El recargo de prestaciones, una sanción al empresario infractor
Cuando el accidente se produce porque el empresario no garantizó un entorno de trabajo seguro, la ley añade un incremento económico a cargo exclusivo de la empresa. El artículo 164 de la Ley General de la Seguridad Social regula este mecanismo, conocido como recargo de prestaciones, y lo configura como una responsabilidad empresarial directa por incumplimiento de las medidas de prevención de riesgos laborales.
El incremento oscila entre el 30% y el 50% sobre el importe de la pensión reconocida, en función de la gravedad de la falta. Lo percibe el trabajador junto con la prestación ordinaria, pero no lo abona ni la Seguridad Social ni la mutua; corre íntegramente a cargo del empresario declarado responsable. El propio artículo 164.2 de la LGSS prohíbe expresamente que el empresario asegure este importe mediante póliza privada, por lo que cualquier contrato de seguro que cubra el recargo se considera nulo y la deuda sale siempre del patrimonio de la empresa infractora.
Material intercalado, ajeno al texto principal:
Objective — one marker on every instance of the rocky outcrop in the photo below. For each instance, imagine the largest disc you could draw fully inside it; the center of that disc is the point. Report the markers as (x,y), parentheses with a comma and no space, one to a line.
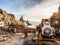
(9,19)
(56,15)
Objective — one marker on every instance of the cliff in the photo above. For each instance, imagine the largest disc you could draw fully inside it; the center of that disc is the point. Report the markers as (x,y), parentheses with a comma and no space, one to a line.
(9,19)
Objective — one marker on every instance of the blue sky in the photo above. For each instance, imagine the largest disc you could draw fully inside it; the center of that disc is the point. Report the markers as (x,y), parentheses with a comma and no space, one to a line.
(30,9)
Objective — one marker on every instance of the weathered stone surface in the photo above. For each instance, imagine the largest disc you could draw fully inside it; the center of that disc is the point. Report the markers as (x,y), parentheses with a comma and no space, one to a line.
(9,19)
(56,15)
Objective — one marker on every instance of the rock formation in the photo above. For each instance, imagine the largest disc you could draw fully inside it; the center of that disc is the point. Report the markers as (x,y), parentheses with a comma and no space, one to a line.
(56,15)
(9,19)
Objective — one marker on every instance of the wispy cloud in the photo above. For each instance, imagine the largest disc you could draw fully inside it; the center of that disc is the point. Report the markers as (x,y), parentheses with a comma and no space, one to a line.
(30,9)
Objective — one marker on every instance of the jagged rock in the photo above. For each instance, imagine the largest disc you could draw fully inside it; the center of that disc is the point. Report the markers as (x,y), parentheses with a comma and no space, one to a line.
(56,15)
(9,19)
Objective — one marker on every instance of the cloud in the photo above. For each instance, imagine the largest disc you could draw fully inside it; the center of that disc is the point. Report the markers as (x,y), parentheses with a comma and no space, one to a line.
(39,11)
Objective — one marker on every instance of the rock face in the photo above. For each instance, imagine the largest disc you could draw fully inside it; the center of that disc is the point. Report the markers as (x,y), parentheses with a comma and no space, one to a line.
(9,19)
(56,15)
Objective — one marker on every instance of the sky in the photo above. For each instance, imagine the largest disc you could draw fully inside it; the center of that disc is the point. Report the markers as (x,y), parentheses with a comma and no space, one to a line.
(33,10)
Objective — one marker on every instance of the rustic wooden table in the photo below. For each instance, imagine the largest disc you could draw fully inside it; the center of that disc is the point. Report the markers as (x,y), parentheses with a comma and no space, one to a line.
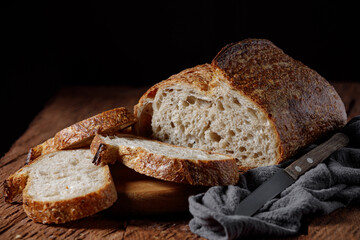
(73,104)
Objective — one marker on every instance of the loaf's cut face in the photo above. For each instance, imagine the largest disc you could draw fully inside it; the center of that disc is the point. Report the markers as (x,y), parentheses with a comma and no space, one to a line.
(220,120)
(253,101)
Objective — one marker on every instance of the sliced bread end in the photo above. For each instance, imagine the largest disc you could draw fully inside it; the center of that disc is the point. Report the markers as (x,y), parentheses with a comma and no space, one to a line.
(196,167)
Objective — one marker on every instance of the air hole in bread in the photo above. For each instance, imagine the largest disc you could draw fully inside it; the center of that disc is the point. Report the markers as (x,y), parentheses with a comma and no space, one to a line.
(215,137)
(236,101)
(203,103)
(185,104)
(252,113)
(220,106)
(242,149)
(190,99)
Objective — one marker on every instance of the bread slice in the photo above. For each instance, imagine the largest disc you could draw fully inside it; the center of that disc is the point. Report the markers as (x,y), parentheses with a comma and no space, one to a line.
(253,102)
(62,186)
(167,162)
(81,134)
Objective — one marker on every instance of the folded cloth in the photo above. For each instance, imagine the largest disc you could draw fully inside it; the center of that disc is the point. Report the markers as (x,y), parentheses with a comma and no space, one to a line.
(333,184)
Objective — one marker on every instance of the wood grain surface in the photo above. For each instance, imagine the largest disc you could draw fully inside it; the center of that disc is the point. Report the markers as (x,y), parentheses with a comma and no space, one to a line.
(73,104)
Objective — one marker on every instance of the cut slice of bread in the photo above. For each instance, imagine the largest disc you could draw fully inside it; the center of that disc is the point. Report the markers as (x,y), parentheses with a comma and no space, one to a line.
(167,162)
(253,102)
(81,134)
(62,186)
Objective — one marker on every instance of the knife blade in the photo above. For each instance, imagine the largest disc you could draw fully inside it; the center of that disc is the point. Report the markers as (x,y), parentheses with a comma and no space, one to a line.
(286,177)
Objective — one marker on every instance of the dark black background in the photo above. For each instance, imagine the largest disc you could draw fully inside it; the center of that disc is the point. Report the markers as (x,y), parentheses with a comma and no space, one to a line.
(49,44)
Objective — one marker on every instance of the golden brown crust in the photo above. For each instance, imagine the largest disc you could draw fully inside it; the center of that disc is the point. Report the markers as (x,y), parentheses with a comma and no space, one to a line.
(302,105)
(103,153)
(71,209)
(81,134)
(15,184)
(188,171)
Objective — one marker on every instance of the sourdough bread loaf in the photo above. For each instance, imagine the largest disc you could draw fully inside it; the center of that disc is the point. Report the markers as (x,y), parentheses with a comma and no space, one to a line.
(166,162)
(81,134)
(62,186)
(253,102)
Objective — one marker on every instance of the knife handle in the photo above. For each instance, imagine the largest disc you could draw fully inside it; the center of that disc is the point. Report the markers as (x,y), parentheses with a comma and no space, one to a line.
(317,155)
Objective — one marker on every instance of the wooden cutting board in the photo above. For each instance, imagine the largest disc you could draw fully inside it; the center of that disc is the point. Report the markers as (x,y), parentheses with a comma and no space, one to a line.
(140,195)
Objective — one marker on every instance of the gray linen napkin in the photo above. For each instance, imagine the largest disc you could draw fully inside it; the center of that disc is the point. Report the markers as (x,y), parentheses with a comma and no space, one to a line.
(331,185)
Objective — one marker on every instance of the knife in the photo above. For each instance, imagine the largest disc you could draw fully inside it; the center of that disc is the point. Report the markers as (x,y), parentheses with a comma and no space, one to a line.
(285,177)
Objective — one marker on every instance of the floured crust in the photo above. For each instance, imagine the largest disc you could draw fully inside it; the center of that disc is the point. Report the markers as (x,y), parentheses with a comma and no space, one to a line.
(188,171)
(71,209)
(81,134)
(300,104)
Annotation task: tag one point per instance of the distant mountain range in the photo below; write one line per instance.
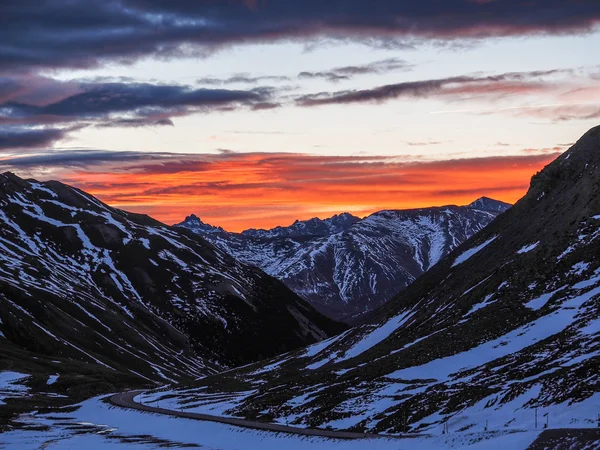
(346, 266)
(502, 332)
(81, 281)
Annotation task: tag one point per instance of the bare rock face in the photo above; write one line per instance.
(346, 267)
(85, 282)
(505, 325)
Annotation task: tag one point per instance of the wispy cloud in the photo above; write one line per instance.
(83, 33)
(236, 190)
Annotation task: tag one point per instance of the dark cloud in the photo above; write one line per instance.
(242, 79)
(136, 123)
(465, 86)
(83, 33)
(34, 101)
(347, 72)
(88, 157)
(23, 138)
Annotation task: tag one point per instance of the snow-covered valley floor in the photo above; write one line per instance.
(98, 425)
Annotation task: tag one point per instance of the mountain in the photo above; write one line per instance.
(503, 334)
(345, 266)
(81, 281)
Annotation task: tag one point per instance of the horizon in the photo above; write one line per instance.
(254, 114)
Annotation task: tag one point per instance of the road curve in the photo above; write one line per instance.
(126, 400)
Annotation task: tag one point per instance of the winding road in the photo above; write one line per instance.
(126, 400)
(554, 438)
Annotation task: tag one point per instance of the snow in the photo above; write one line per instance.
(379, 334)
(512, 342)
(528, 248)
(540, 302)
(467, 254)
(486, 301)
(97, 425)
(580, 267)
(10, 386)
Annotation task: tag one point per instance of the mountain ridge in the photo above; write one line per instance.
(345, 266)
(82, 281)
(507, 324)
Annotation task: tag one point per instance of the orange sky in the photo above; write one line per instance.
(262, 190)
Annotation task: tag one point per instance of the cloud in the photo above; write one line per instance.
(348, 72)
(235, 190)
(85, 33)
(242, 79)
(466, 86)
(24, 138)
(33, 101)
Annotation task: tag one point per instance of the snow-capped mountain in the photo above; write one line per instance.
(345, 266)
(82, 281)
(502, 334)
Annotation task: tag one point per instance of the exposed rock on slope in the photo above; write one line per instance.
(345, 266)
(507, 323)
(82, 281)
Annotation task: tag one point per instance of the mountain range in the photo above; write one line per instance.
(83, 282)
(345, 266)
(505, 326)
Para que se aplique, debe acreditarse la relación causal entre el incumplimiento empresarial (falta de equipos de protección, ausencia de formación específica, instalaciones defectuosas o jornadas excesivas) y el daño sufrido por el trabajador. La Inspección de Trabajo y Seguridad Social levanta el acta correspondiente y el INSS resuelve el expediente, aunque el propio afectado o sus representantes sindicales pueden instarlo por su cuenta. El artículo 53 de la LGSS fija un plazo de cinco años para reclamar el recargo desde el reconocimiento de la prestación.
El recargo se suma a la indemnización civil que pueda reclamarse por la vía judicial y a las sanciones administrativas previstas en la Ley 31/1995 de Prevención de Riesgos Laborales, sin que ninguna compense a las otras. Si la sentencia del juzgado de lo social confirma el recargo, el empresario debe abonar los atrasos desde la fecha del hecho causante, lo que incrementa notablemente el coste final de la infracción.